What Is New in MongoDB 1.8
MongoDB 1.8 introduces significant enhancements focused on durability, performance, and new operational commands. This release marks a major step forward in production readiness.
| Category | Key Changes |
|---|---|
| Durability | Journaling, Single Server Durability |
| Replication | Replica Set Authentication, --shardsvr mode |
| Commands | compact, touch, $or optimization |
| Concurrency | Improved locking granularity |
| Deprecations | Master-Slave replication, --notablescan |
How does journaling improve MongoDB durability?
Journaling is the flagship feature for MongoDB 1.8, providing single-server durability. It prevents data corruption in the event of an unclean shutdown, like a power failure.
The journal is a write-ahead log where changes are recorded before being applied to the main data files. This means if the server crashes, MongoDB can replay the journal to recover all writes that were committed. In practice, this eliminates the need for a replication setup just to achieve basic data safety on a single node.
What replication enhancements were added?
Replica sets gained internal authentication support, allowing members to use a shared keyfile to authenticate with each other. This secures communication within the replica set, preventing unauthorized nodes from joining.
The --shardsvr option was also introduced. This mode is crucial for sharded clusters as it configures a mongod instance to expect routing and coordination from mongos processes, paving the way for more advanced deployments.
Which new commands help with database operations?
The compact command defragments data files and releases unused space back to the operating system. This is a significant improvement over the previous method of using repairDatabase, which required double the disk space and took much longer.
The touch command was added to load data or indexes into memory without forcing a table scan. This is useful for pre-warming the cache before putting a database under load, ensuring predictable performance from the start.
How was concurrency and performance improved?
Locking granularity saw major improvements. MongoDB 1.8 implemented more granular locks in certain operations, reducing contention and allowing for better concurrent read and write performance.

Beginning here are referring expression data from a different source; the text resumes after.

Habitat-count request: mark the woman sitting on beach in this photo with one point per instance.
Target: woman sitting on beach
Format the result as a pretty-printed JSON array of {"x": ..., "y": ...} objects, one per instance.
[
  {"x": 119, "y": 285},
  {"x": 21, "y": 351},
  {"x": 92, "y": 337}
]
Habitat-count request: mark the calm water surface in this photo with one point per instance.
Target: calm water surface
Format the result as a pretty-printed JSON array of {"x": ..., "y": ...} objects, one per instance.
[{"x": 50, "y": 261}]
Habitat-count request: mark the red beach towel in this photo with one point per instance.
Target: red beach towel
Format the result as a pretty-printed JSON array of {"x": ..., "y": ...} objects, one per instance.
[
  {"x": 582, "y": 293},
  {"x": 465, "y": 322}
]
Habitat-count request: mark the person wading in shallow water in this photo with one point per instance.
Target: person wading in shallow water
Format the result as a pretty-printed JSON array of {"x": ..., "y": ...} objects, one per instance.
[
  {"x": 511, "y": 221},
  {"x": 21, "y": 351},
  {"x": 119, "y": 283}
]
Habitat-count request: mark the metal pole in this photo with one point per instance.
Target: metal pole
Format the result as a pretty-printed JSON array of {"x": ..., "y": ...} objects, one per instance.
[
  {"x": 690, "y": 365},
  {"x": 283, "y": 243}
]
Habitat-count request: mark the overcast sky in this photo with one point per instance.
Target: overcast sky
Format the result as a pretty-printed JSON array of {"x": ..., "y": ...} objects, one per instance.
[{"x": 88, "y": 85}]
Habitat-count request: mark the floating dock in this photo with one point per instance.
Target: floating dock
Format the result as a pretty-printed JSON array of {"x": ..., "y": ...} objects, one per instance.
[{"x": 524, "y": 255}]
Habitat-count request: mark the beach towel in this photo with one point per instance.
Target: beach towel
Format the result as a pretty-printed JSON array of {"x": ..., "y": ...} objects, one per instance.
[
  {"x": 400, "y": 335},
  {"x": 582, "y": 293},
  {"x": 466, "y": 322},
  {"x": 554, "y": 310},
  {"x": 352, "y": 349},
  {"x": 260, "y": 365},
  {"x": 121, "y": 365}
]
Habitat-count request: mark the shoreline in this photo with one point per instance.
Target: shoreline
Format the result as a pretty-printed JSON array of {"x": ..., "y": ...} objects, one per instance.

Query performance got a boost with optimizations for $or queries. The optimizer became smarter about how it executes these queries, often leading to faster results. This matters because $or is a common operator used in application logic.
What features were deprecated in this release?
Master-Slave replication was officially deprecated in favor of replica sets. Replica sets offer automatic failover and better robustness, making the older master-slave mode obsolete.
The --notablescan option was also deprecated. While it was intended to prevent slow full collection scans, the community found it too restrictive for general use. The preferred method became using the profiler to identify and optimize slow queries instead.
FAQ
Should I always enable journaling on a standalone server?
Yes, absolutely. The minimal performance overhead is far outweighed by the guarantee that your data will survive a crash. It's a default setting for a reason and is considered essential for any production deployment.
Can I mix replica sets with master-slave in 1.8?
Technically yes, but it's not recommended. Master-slave is deprecated, and replica sets are the superior architecture. You should migrate any existing master-slave setups to replica sets for better automation and reliability.
What's the real-world impact of the improved $or optimization?
Applications that heavily use $or clauses in their queries will see the most benefit. The optimizer can now use indexes more effectively for each branch of the $or, turning what was often a slow table scan into a series of fast index scans.
Why was --notablescan deprecated instead of improved?
It was a blunt instrument. In practice, it could break legitimate queries and applications. The MongoDB team shifted focus to providing better tools, like the database profiler, to help developers find and fix slow queries themselves.
Is the compact command safe to run on a live production database?
It blocks operations on the database it is running on, so it will cause downtime. You should schedule it during a maintenance window. The benefit is that it no longer requires 100% free disk space like repairDatabase did.